A collection of server administration tools that we use. Everything is written in Ruby and designed to work with Debian. These scripts may work with other operating systems or distributions as well, but it's not tested. Read documentation with table of contents.
Install with:
git clone https://github.com/phusion/phusion-server-tools.git /tools
It's not necessary to install to /tools, you can install to anywhere, but this document assumes that you have installed to /tools.
Each tool has its own prerequities, but here are some common prerequities:
- Ruby (obviously)
pv
-apt-get install pv
. Not required but very useful; allows display of progress bars.
Some tools require additional configuration through config.yml
, which must be located in the same directory as the tool or in /etc/phusion-server-tools.yml
. Please see config.yml.example
for an example.
We do not release source tarballs for Juvia. Users are expected to get the source code from Github.
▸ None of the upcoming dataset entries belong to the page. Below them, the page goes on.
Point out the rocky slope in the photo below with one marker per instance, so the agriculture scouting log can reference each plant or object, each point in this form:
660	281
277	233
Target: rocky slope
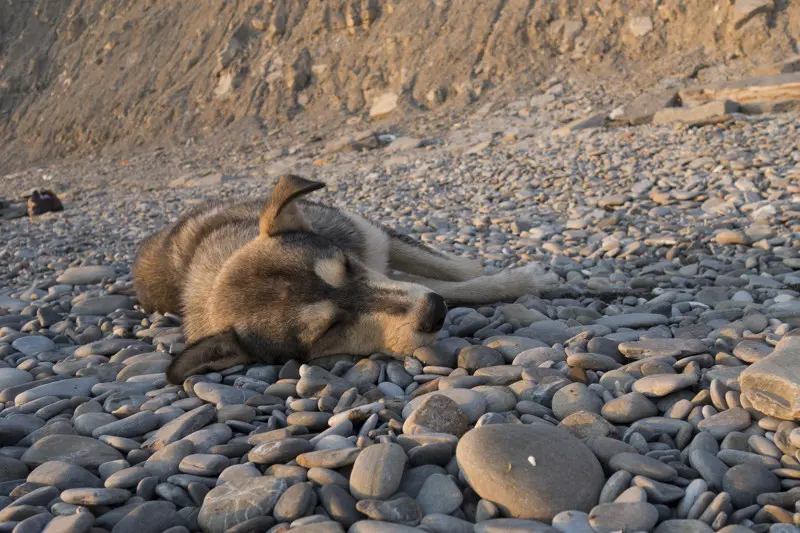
80	77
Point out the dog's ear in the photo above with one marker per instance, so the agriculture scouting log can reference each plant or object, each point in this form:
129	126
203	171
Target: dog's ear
281	214
207	355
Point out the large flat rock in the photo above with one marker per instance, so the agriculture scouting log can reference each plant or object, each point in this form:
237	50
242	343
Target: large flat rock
772	385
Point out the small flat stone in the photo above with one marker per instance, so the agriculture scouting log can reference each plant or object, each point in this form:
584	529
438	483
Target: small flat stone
660	385
439	495
633	320
437	414
404	510
33	344
378	471
95	496
721	424
613	517
239	500
86	275
63	476
81	451
525	470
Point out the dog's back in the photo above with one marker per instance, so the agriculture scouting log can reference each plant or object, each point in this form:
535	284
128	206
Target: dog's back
163	260
206	236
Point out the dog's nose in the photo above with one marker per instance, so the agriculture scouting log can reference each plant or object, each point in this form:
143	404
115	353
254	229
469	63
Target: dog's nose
433	313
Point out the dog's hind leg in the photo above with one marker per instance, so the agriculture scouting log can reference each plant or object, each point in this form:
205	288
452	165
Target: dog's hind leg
504	286
411	256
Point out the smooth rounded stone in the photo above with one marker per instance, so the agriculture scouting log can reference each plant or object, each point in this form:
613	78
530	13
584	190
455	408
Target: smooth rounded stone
592	361
574	398
711	469
331	459
613	517
102	305
498	375
414	478
165	462
339	504
375	526
81	451
280	451
149	517
691	494
751	351
542	461
126	478
439	523
604	448
86	275
572	522
439	494
33	524
536	356
33	344
472	358
63	476
736	457
660	385
65	388
641	465
771	384
85	424
323	526
683	526
721	424
220	394
404	510
472	403
133	426
615	485
633	321
628	408
95	496
325	476
512	525
499	399
746	482
333	442
763	446
11	468
585	424
378	471
295	503
180	427
658	492
111	467
443	353
511	345
239	500
436	414
37	497
80	522
203	464
11	377
239	471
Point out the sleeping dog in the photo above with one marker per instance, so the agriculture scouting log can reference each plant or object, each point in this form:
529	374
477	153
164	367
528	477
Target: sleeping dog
286	278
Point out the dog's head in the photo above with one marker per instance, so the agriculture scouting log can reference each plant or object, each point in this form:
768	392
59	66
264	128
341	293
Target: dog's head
293	293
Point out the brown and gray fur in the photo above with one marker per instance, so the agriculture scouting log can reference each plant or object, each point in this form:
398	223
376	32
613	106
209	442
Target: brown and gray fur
269	280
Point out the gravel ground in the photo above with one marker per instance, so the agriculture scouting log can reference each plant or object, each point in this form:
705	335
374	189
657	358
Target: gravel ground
653	391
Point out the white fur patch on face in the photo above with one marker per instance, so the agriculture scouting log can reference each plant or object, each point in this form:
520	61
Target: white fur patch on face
316	318
331	271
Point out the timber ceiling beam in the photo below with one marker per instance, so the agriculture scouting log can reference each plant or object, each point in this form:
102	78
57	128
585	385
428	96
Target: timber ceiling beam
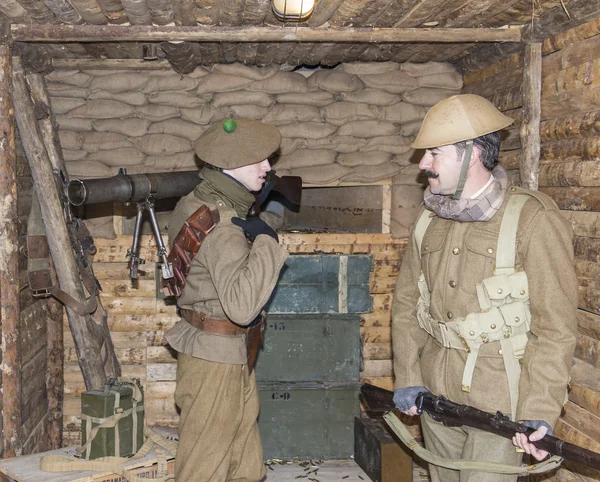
140	33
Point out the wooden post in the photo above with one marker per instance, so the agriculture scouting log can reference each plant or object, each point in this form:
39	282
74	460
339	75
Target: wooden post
9	266
530	128
85	333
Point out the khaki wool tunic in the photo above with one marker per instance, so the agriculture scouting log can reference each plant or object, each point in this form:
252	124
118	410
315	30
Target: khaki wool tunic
227	279
456	256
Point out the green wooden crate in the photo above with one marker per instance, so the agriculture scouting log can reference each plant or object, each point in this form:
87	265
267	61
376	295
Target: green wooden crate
308	420
328	283
310	348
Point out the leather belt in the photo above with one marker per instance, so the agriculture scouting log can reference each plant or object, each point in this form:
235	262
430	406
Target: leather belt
212	325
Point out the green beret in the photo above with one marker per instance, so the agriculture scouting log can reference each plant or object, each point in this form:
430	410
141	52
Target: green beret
238	142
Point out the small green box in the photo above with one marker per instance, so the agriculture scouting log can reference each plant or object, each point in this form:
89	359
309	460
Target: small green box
308	420
118	399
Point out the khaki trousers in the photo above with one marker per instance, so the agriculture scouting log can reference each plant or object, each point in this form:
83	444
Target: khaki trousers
218	433
470	444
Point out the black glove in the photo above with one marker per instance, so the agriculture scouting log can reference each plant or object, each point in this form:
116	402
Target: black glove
254	227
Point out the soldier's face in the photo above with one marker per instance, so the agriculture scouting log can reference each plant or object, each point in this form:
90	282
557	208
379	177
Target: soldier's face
442	167
253	175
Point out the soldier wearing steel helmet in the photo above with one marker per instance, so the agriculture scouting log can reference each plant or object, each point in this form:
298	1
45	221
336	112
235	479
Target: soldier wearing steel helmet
484	309
227	286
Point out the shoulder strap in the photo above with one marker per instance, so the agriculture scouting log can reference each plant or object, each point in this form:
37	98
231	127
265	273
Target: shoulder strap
507	238
421	227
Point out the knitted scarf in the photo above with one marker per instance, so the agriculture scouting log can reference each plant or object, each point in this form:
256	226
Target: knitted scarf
481	208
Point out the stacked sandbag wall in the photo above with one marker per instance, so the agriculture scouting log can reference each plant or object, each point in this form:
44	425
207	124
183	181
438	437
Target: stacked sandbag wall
354	123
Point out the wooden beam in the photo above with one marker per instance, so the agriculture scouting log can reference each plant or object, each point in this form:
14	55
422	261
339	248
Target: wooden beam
9	266
139	33
83	328
530	127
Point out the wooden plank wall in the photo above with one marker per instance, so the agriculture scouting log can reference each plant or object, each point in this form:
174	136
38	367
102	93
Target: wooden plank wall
569	167
138	320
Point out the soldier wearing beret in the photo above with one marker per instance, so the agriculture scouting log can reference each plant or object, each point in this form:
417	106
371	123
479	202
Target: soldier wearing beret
484	310
227	285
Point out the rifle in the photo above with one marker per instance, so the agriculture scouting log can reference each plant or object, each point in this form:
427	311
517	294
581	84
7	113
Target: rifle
145	189
454	414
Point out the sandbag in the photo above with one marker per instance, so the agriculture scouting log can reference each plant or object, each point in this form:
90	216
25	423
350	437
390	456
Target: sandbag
129	127
221	83
426	96
173	82
448	80
371	97
87	169
182	161
304	158
241	70
391	144
400	113
307	130
369	128
372	173
120	82
155	144
132	98
70	139
354	159
285	114
319	98
280	83
368	68
427	68
340	113
62	105
321	174
102	109
70	124
178	127
334	81
248	111
123	157
394	82
261	99
156	113
98	141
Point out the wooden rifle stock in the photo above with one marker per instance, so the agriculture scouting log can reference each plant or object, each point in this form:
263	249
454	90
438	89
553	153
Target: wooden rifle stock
454	414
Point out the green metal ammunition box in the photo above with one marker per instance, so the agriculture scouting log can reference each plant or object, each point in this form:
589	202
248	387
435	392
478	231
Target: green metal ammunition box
116	399
308	420
310	348
329	283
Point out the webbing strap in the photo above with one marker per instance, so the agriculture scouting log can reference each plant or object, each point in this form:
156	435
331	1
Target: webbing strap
507	238
460	464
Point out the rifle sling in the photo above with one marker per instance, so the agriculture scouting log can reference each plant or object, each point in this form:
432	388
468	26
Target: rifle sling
407	439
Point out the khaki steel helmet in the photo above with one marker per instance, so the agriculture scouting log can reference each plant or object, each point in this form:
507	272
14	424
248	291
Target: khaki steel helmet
459	118
238	142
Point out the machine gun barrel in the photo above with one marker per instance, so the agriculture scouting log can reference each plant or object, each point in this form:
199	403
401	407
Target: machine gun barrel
133	188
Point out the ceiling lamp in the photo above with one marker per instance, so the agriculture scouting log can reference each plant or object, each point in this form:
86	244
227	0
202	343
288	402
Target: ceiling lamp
293	10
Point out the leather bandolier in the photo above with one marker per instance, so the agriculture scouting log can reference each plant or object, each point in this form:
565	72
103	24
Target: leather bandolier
184	249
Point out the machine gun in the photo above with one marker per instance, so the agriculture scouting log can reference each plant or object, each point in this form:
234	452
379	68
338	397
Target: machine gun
454	415
145	189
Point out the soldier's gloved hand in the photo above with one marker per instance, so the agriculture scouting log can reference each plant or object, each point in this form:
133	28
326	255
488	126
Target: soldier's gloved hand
254	227
404	398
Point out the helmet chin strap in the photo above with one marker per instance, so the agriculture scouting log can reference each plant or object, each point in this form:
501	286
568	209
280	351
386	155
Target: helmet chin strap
463	171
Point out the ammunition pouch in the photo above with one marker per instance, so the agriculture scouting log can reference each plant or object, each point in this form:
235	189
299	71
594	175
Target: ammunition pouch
254	333
186	245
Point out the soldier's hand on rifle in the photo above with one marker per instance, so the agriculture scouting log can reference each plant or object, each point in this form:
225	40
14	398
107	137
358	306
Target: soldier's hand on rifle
522	441
254	227
404	399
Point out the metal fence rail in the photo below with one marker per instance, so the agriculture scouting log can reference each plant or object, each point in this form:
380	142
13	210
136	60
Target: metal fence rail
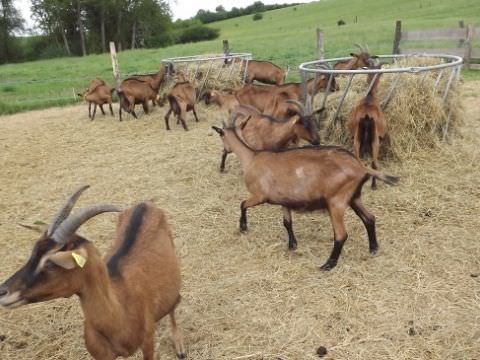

From time to time, we create Git tags for milestones. These milestones are signed with the Phusion Software Signing key. After importing this key you can verify Git tags as follows:
git tag --verify milestone-2013-03-11
Tip: looking to backup files other than MySQL dumps? Use the rotate-files
tool.
A script which backs up all MySQL databases to /var/backups/mysql
. By default at most 10 backups are kept, but this can be configured. All backups are compressed with gzip and can optionally be encrypted. The backup directory is denied all world access.
It uses mysql
to obtain a list of databases and mysqldump
to dump the database contents. If you want to run this script unattended you should therefore set the right login information in ~/.my.cnf
, sections [mysql]
and [mysqldump]
.
Encryption can be configured through the 'encrypt' option in config.yml.
Make it run daily at 12:00 AM and 0:00 AM in cron:
0 0,12 * * * /tools/silence-unless-failed /tools/backup-mysql
A script which backs up all PostgreSQL databases to /var/backups/postgresql
. By default at most 10 backups are kept, but this can be configured. All backups are compressed with gzip and can optionally be encrypted. The backup directory is denied all world access.
It uses psql
to obtain a list of databases and pg_dump
to dump the database contents. If you want to run this script unattended you should therefore set the right login information relevant environment variables such as PGUSER.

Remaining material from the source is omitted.